Não era um bando, mas um enxame de gaivotas. Percorria o molhe, ouvindo a barulho sereno das águas, quando, vinda do mar alto, surge uma traineira. Parecia carregada. De súbito, centenas de gaivotas formam um esquadrão sobre o barco, como se ele necessitasse, para chegar ao porto, da energia vinda do grasnar ameaçador daquelas aves esfomeadas. Depois, talvez desiludidas pelo resguardo da carga, começam a dividir-se em grupos, o enxame perde a consistência e pequenos bandos desaparecem no horizonte, outros aterram na areia das praias, um escolheu o cimento do molhe para conferenciar. Isto foi de manhã cedo, estavam os barcos de pesca a chegar da faina no mar, como dantes se ouvia dizer ou se lia. Mais tarde, quando a manhã declinava, achei que precisava de levantar dinheiro. Dirigi-me a um multibanco perto e tive a desagradável surpresa de ele não ter sido abastecido. Dirijo-me a uma pequena vila onde sabia existir vários multibancos e descubro que tinham desaparecido. Agência bancárias e caixas de multibanco parecem espécies em vias de extinção. Depois, de um período de expansão, onde não havia recanto que não tivesse a sua agência, agora parecem sofrer de uma crise demográfica. Morrem muitas e não nascem outras. Perguntei a uma pessoa que passava se não havia por ali uma caixa multibanco. Há, mas é na estrada para… Obrigado, respondi. A pessoa sorriu e acrescentou que dantes havia na vila quatro bancos, agora só há um. Eu também sorri e fui levantar o dinheiro que precisava, pois ainda preciso de dinheiro. Como poderia, sem moedas ou notas, ir para uma esplanada frente ao mar, tomar café, comer um bolo para contrabalançar o exercício da manhã e beber uma água com gás? Não podia. Sentado, o azul do mar entrava-me pelos olhos, os banhistas entretinham-se com o mar e a areia onde se deitavam esperando um milagre. Pensei em coisas inúteis, como costumo pensar, mesmo que não esteja sentado diante do oceano. A inutilidade é o motivo maior de meu pensamento.

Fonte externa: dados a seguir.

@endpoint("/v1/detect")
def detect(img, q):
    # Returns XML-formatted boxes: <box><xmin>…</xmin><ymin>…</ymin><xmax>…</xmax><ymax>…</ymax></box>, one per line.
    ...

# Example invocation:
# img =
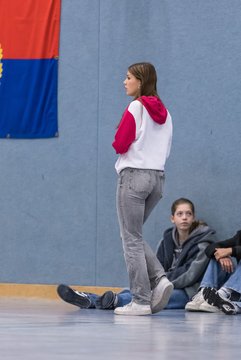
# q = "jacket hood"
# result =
<box><xmin>137</xmin><ymin>96</ymin><xmax>167</xmax><ymax>125</ymax></box>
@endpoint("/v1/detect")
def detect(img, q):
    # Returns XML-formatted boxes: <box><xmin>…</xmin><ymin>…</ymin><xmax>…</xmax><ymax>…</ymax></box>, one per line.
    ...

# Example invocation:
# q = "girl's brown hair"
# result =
<box><xmin>171</xmin><ymin>198</ymin><xmax>207</xmax><ymax>233</ymax></box>
<box><xmin>128</xmin><ymin>62</ymin><xmax>159</xmax><ymax>98</ymax></box>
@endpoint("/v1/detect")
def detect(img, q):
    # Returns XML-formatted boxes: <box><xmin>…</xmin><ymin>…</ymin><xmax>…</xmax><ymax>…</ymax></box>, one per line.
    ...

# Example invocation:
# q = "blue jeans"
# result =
<box><xmin>200</xmin><ymin>258</ymin><xmax>241</xmax><ymax>307</ymax></box>
<box><xmin>88</xmin><ymin>289</ymin><xmax>189</xmax><ymax>309</ymax></box>
<box><xmin>116</xmin><ymin>168</ymin><xmax>165</xmax><ymax>304</ymax></box>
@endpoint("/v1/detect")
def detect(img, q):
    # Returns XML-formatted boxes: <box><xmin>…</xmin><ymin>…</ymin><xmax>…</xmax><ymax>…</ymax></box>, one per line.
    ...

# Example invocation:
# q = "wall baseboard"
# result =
<box><xmin>0</xmin><ymin>283</ymin><xmax>122</xmax><ymax>300</ymax></box>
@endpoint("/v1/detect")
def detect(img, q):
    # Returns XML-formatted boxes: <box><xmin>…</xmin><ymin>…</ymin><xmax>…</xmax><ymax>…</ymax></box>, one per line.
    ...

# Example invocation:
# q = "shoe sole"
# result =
<box><xmin>114</xmin><ymin>308</ymin><xmax>151</xmax><ymax>316</ymax></box>
<box><xmin>203</xmin><ymin>288</ymin><xmax>236</xmax><ymax>315</ymax></box>
<box><xmin>185</xmin><ymin>306</ymin><xmax>202</xmax><ymax>312</ymax></box>
<box><xmin>100</xmin><ymin>291</ymin><xmax>115</xmax><ymax>310</ymax></box>
<box><xmin>57</xmin><ymin>284</ymin><xmax>91</xmax><ymax>309</ymax></box>
<box><xmin>151</xmin><ymin>283</ymin><xmax>174</xmax><ymax>314</ymax></box>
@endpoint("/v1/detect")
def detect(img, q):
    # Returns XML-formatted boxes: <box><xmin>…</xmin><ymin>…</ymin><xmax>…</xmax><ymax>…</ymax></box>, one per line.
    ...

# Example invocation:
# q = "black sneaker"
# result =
<box><xmin>203</xmin><ymin>287</ymin><xmax>237</xmax><ymax>315</ymax></box>
<box><xmin>99</xmin><ymin>291</ymin><xmax>117</xmax><ymax>310</ymax></box>
<box><xmin>57</xmin><ymin>284</ymin><xmax>91</xmax><ymax>309</ymax></box>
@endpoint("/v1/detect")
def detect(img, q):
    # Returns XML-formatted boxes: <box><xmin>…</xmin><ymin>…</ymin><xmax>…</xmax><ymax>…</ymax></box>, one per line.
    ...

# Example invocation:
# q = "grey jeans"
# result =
<box><xmin>116</xmin><ymin>168</ymin><xmax>165</xmax><ymax>304</ymax></box>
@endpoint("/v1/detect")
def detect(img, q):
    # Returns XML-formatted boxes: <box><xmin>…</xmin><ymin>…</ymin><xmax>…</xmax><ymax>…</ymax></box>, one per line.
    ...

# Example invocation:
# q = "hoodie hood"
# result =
<box><xmin>137</xmin><ymin>96</ymin><xmax>167</xmax><ymax>125</ymax></box>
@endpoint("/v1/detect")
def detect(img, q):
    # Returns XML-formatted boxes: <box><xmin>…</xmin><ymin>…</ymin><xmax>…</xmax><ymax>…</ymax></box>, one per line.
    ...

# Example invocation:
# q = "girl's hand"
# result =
<box><xmin>219</xmin><ymin>257</ymin><xmax>233</xmax><ymax>273</ymax></box>
<box><xmin>214</xmin><ymin>248</ymin><xmax>232</xmax><ymax>261</ymax></box>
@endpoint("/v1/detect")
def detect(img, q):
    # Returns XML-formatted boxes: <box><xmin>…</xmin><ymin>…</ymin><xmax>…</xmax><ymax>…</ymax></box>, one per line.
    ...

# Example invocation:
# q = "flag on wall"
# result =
<box><xmin>0</xmin><ymin>0</ymin><xmax>61</xmax><ymax>138</ymax></box>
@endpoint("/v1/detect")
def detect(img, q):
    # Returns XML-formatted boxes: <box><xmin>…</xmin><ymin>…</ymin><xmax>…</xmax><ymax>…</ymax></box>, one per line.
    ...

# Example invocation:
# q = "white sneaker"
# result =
<box><xmin>151</xmin><ymin>276</ymin><xmax>174</xmax><ymax>314</ymax></box>
<box><xmin>199</xmin><ymin>300</ymin><xmax>220</xmax><ymax>312</ymax></box>
<box><xmin>114</xmin><ymin>301</ymin><xmax>151</xmax><ymax>316</ymax></box>
<box><xmin>185</xmin><ymin>289</ymin><xmax>205</xmax><ymax>311</ymax></box>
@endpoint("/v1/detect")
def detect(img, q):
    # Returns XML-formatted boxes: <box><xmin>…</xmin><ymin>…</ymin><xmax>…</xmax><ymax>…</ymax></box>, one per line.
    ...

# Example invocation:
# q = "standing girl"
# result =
<box><xmin>112</xmin><ymin>63</ymin><xmax>173</xmax><ymax>315</ymax></box>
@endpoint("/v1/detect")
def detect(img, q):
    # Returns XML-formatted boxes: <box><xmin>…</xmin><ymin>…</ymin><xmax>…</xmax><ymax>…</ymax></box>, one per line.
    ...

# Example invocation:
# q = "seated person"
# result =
<box><xmin>57</xmin><ymin>198</ymin><xmax>216</xmax><ymax>313</ymax></box>
<box><xmin>185</xmin><ymin>231</ymin><xmax>241</xmax><ymax>315</ymax></box>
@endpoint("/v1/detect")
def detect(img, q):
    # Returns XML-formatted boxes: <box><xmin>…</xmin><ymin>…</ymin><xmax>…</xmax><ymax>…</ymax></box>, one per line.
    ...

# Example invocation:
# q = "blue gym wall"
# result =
<box><xmin>0</xmin><ymin>0</ymin><xmax>241</xmax><ymax>286</ymax></box>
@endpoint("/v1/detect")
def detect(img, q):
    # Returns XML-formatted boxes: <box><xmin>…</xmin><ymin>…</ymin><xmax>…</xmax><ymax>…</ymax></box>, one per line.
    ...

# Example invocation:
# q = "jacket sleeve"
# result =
<box><xmin>206</xmin><ymin>231</ymin><xmax>241</xmax><ymax>261</ymax></box>
<box><xmin>112</xmin><ymin>105</ymin><xmax>136</xmax><ymax>154</ymax></box>
<box><xmin>167</xmin><ymin>242</ymin><xmax>209</xmax><ymax>289</ymax></box>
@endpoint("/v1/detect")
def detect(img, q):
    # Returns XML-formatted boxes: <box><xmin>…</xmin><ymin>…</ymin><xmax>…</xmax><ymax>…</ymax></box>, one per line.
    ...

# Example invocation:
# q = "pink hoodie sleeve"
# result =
<box><xmin>112</xmin><ymin>109</ymin><xmax>136</xmax><ymax>154</ymax></box>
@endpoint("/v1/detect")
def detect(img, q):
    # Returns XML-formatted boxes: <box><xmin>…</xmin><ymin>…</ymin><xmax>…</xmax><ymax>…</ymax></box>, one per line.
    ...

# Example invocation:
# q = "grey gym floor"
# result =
<box><xmin>0</xmin><ymin>298</ymin><xmax>241</xmax><ymax>360</ymax></box>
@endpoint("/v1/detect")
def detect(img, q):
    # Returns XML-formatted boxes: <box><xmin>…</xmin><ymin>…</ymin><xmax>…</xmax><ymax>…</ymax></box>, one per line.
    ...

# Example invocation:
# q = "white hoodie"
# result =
<box><xmin>112</xmin><ymin>96</ymin><xmax>172</xmax><ymax>173</ymax></box>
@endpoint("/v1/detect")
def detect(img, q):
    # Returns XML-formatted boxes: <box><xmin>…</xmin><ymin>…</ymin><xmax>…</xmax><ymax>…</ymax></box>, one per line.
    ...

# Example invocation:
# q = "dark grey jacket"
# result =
<box><xmin>157</xmin><ymin>225</ymin><xmax>216</xmax><ymax>298</ymax></box>
<box><xmin>205</xmin><ymin>230</ymin><xmax>241</xmax><ymax>261</ymax></box>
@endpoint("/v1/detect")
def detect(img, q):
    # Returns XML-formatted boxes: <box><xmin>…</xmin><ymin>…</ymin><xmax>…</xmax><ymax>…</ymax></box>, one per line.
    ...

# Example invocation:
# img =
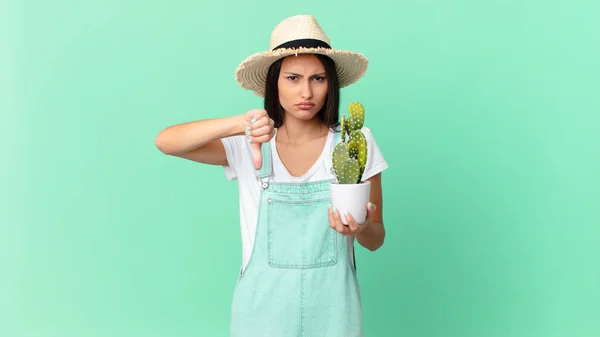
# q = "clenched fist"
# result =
<box><xmin>243</xmin><ymin>109</ymin><xmax>275</xmax><ymax>170</ymax></box>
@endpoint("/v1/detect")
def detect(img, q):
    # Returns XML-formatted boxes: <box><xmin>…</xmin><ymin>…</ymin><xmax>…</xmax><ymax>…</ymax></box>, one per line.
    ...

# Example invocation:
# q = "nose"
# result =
<box><xmin>302</xmin><ymin>80</ymin><xmax>312</xmax><ymax>100</ymax></box>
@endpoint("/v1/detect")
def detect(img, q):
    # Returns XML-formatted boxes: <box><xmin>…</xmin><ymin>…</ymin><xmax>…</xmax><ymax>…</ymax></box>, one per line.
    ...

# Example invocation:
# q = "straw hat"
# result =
<box><xmin>235</xmin><ymin>15</ymin><xmax>368</xmax><ymax>97</ymax></box>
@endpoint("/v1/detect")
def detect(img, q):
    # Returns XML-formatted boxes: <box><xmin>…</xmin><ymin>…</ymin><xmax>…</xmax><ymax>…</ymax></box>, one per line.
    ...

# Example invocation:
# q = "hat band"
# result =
<box><xmin>273</xmin><ymin>39</ymin><xmax>331</xmax><ymax>50</ymax></box>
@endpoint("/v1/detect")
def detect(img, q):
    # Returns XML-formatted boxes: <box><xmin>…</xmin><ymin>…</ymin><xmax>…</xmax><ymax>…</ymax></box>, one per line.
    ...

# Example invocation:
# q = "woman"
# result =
<box><xmin>156</xmin><ymin>15</ymin><xmax>387</xmax><ymax>337</ymax></box>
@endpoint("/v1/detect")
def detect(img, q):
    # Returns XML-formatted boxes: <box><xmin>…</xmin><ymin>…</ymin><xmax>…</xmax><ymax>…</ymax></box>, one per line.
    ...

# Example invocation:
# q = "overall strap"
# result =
<box><xmin>333</xmin><ymin>131</ymin><xmax>342</xmax><ymax>144</ymax></box>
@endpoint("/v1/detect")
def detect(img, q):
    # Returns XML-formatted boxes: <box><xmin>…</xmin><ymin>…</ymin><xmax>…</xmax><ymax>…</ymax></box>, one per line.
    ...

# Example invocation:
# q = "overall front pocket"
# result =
<box><xmin>267</xmin><ymin>198</ymin><xmax>337</xmax><ymax>269</ymax></box>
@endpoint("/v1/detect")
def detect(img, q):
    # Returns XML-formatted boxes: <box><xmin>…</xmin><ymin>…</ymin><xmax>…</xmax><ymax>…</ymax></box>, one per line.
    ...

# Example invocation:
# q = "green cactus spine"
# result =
<box><xmin>332</xmin><ymin>102</ymin><xmax>367</xmax><ymax>184</ymax></box>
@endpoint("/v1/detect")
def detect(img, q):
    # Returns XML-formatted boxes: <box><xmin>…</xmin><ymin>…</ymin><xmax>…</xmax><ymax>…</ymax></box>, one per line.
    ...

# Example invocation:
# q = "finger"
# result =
<box><xmin>346</xmin><ymin>213</ymin><xmax>359</xmax><ymax>233</ymax></box>
<box><xmin>248</xmin><ymin>134</ymin><xmax>271</xmax><ymax>144</ymax></box>
<box><xmin>252</xmin><ymin>143</ymin><xmax>262</xmax><ymax>170</ymax></box>
<box><xmin>246</xmin><ymin>125</ymin><xmax>272</xmax><ymax>137</ymax></box>
<box><xmin>250</xmin><ymin>114</ymin><xmax>271</xmax><ymax>130</ymax></box>
<box><xmin>365</xmin><ymin>201</ymin><xmax>377</xmax><ymax>222</ymax></box>
<box><xmin>246</xmin><ymin>109</ymin><xmax>267</xmax><ymax>125</ymax></box>
<box><xmin>327</xmin><ymin>206</ymin><xmax>335</xmax><ymax>229</ymax></box>
<box><xmin>333</xmin><ymin>208</ymin><xmax>348</xmax><ymax>235</ymax></box>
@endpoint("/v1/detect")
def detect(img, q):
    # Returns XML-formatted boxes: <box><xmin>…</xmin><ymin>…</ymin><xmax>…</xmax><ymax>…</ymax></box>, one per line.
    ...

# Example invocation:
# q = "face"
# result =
<box><xmin>277</xmin><ymin>54</ymin><xmax>328</xmax><ymax>120</ymax></box>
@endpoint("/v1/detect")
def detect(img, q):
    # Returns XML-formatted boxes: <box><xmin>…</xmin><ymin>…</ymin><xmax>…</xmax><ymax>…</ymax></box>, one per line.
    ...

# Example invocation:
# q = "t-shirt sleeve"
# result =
<box><xmin>221</xmin><ymin>136</ymin><xmax>252</xmax><ymax>180</ymax></box>
<box><xmin>362</xmin><ymin>127</ymin><xmax>388</xmax><ymax>180</ymax></box>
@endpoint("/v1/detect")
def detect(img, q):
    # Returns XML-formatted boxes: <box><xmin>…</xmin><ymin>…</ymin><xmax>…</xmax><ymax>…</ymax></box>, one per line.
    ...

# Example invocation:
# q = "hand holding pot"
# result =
<box><xmin>328</xmin><ymin>202</ymin><xmax>376</xmax><ymax>236</ymax></box>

quinta-feira, 18 de agosto de 2022

A púrpura do rosto

Olha, aquelas flores maquilhadas com a púrpura do teu rosto. Quando ouvi isto, nem acreditei que houvesse alguém que pronunciasse uma frase como aquela. Tentei perceber quem era, mas o dono da fala tinha-se perdido, bem como aquela que detinha um rosto de onde se extraía a púrpura com que certas flores se maquilham. O mundo está cheio de acontecimentos que mereciam um pouco mais de atenção, mas a trivialidade da existência rapta-os para os aniquilar. Não se pense que sou sensível a uma eventual poeticidade da frase. Não sou, pois é uma poética adocicada e há muito que bebo café sem açúcar. O que me sensibilizou foi alguém falar daquele modo. Depois, há sempre um depois, continuei o meu caminho em direcção ao molhe, para poder ver as águas do oceano e os barcos ancorado a tremer, pois também os barcos são sensíveis ao frio, e a manhã não estava ainda quente. Quando me ponho nesse caminhar, o rosto das pessoas com que me cruzo torna-se difuso, perde os contornos, é uma mancha móbil na paisagem, uma nódoa que se aproxima para logo ser deglutida e desaparecer no nada. No final da manhã, tentei ir a uma ilha que, por acaso, é uma península. Se conseguisse lá parar, haveria de beber um café. Não consegui. O aumento dos carros que ali chegam nestes dias é inversamente proporcional aos lugares para estacionar. Quanto maior a procura, menor a oferta. Os serviços municipais todos os anos fecham um número considerável de lugares de estacionamento. Isto prova que nem tudo se rege pelas leis do mercado. Fui estacionar para outro lado, onde procurei flores maquilhadas com a púrpura que certas mulheres deixam cair do rosto. Não as havia, sinal de que pouca ou nenhuma púrpura haverá em rostos de mulheres que por aí andam. Talvez sofram de anemia, pensei.